Blythe hinted at work Intel is doing on sparsity. Sparsity refers to the fact that in vector-matrix operations, many, often most of the values in a vector are null values. That has led to the critique that GPUs waste energy because they are unable to separate out zero-valued items when batching together many vectors to fit the memory layout of a GPU. Sparsity is a "work in progress," said Blythe.
But another Intel fellow, Rich Uhlig, who heads up the Intel Labs operation, went into greater detail on the matter.

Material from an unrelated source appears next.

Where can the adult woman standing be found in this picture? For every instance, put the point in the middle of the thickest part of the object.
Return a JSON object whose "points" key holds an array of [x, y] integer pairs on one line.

"The neural network models are moving toward more sparse representations from dense, there is an algorithm efficiency you get there," said Uhlig. "And that puts a different pressure on the architecture."
"Some architectures we are exploring are, how do you get good at that hybrid between dense and sparse architecture," added Uhlig. "It's not just about memory, it's also about the interconnect, and how the algorithms exploit that sparseness."
Uhlig noted that Intel is working with DARPA on the agency's "HIVE" program, which is focused on what's called graph analytics. "You can think of graph analytics as exactly this problem, how do you get good at operating over sparse data structures, graphs," said Uhlig.
"You need to bring together a collection of technologies," he said.
You want to make sure the memory system is optimized. So you optimize for things like 8-byte access, as opposed to larger cache line access, where oftentimes, the work gets wasted, because you don't have the same spacial locality in more traditional workloads. But optimizing for eight bytes means it's not just tuning the memory hierarchy to that size, but also to the messages that you send over the fabric to other compute nodes. Another thing you look at is pointer tracing, and the dependencies you need to follow. There are a lot of pointer dependencies you have to deal with. And so there are benefits to be had in the architecture to optimizing those linked dependencies more efficiently. And also to do things atomics in a more efficient manner. So there are a whole bunch or architectural techniques you can apply to help you do better with these kind of sparse algorithms. As part of our response to this DARPA program, we are building simulators and working toward prototype implementations that will hopefully at some point in the future — this is not a product statement, to be very clear, this a research investigation — but we are learning about the things that you want to do architecturally to capture these algorithmic trends in deep learning.
Summing up all that, Koduri added, "Things that deal with sparse parallelism much more efficiently will give rise to some new architectural ideas that are very different from what we are doing in vector-matrix, which is very mainstream right now."